Your baby has been on the breast for an hour, and you’re convinced there’s nothing left. You can’t see how much is coming out. The baby seems frustrated. Your mom just texted you a recipe for lactation cookies. And you’re about to Google “low milk supply” for the fifteenth time today.

Before you spiral, read this. Because in most cases, your supply is not actually low. And in the cases where it is, there are specific, concrete things you can do about it right now.

First, the part that will feel familiar. It’s week 2. Your breasts used to feel like rocks, and now they feel normal. You’re sure that means the milk dried up. Your baby is fussy at the breast. Feeds feel shorter. You remember reading somewhere that you should be pumping 4 ounces per side, and you’re getting 2. Panic sets in.

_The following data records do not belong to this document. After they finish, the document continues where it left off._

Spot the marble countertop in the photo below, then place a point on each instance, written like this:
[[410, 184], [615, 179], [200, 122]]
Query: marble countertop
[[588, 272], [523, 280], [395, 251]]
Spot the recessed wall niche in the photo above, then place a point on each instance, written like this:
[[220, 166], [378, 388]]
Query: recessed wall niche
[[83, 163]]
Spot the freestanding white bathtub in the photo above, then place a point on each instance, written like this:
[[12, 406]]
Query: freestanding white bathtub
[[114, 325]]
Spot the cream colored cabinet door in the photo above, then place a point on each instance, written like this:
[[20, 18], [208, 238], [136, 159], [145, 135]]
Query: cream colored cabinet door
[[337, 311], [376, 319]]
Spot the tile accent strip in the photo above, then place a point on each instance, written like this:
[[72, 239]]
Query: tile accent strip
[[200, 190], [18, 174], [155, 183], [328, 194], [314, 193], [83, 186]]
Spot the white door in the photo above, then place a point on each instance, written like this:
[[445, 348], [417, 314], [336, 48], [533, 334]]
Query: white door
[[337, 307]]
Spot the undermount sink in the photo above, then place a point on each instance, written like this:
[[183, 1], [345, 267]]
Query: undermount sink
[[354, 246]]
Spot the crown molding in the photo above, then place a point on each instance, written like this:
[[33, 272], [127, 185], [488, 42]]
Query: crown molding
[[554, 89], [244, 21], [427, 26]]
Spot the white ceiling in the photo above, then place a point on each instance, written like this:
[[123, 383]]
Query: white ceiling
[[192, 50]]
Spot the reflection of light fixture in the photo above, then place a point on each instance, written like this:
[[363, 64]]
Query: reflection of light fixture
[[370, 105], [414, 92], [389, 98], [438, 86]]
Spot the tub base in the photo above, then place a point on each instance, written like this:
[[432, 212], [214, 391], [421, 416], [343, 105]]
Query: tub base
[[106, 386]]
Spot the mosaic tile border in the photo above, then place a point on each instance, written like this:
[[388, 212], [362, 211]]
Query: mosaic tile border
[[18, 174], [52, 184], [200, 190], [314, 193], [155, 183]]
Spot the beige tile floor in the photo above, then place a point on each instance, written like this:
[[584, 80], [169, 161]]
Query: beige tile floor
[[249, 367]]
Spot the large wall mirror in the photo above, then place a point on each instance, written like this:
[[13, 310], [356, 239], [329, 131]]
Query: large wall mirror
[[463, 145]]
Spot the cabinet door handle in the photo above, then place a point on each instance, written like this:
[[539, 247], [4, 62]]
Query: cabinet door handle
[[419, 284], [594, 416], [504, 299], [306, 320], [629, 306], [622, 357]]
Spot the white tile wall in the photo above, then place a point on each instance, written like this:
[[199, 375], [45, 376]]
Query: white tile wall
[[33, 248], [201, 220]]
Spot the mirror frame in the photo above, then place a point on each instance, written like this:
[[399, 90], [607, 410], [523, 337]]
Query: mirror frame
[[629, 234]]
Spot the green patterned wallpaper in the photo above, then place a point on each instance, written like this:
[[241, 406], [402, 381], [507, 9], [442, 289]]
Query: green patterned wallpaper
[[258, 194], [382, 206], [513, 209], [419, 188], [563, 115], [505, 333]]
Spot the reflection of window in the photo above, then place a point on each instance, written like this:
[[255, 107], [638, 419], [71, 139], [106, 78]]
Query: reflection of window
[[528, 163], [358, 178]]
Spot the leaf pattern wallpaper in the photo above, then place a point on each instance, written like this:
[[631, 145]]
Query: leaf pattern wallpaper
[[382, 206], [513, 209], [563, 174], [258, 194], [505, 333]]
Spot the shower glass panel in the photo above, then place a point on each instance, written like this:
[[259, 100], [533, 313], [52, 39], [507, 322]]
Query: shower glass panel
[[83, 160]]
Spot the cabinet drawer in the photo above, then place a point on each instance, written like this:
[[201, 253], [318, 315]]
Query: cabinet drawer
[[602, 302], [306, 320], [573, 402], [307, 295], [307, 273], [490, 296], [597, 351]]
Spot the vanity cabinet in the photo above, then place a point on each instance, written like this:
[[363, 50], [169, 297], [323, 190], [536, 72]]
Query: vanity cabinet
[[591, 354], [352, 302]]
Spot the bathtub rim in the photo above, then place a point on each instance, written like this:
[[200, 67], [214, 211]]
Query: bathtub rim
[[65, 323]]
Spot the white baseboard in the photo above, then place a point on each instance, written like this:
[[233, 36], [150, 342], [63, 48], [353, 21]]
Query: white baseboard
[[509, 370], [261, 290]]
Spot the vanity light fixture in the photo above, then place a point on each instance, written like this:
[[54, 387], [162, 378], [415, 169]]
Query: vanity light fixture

That panic is almost always wrong. Here’s how to know for sure, and what to do if your supply really does need a boost.

How to Tell If Your Milk Supply Is Actually Low

Mother lovingly nursing her baby on a comfortable sofa
Frequent nursing is the most reliable way to tell your body to make more milk.

The only reliable way to measure your milk supply is through your baby’s output, not how your breasts feel. After day 5, look for these signs:

  • 6 or more wet diapers per day. The pee should be pale and clear.
  • 3 to 4 yellow, seedy stools per day in the first month.
  • Steady weight gain. Your baby should regain birth weight by day 10 to 14, then gain about 5 to 7 ounces per week.
  • Calm after feeds. Not every time, but most feeds should end with a content, sleepy baby.

If those four boxes check out, your supply is fine. Full stop. Soft breasts, short nursing sessions, and a baby who wants to eat again 90 minutes later are all normal, not red flags. If you’re still in the first 14 days of breastfeeding, your body is still calibrating. Give it time.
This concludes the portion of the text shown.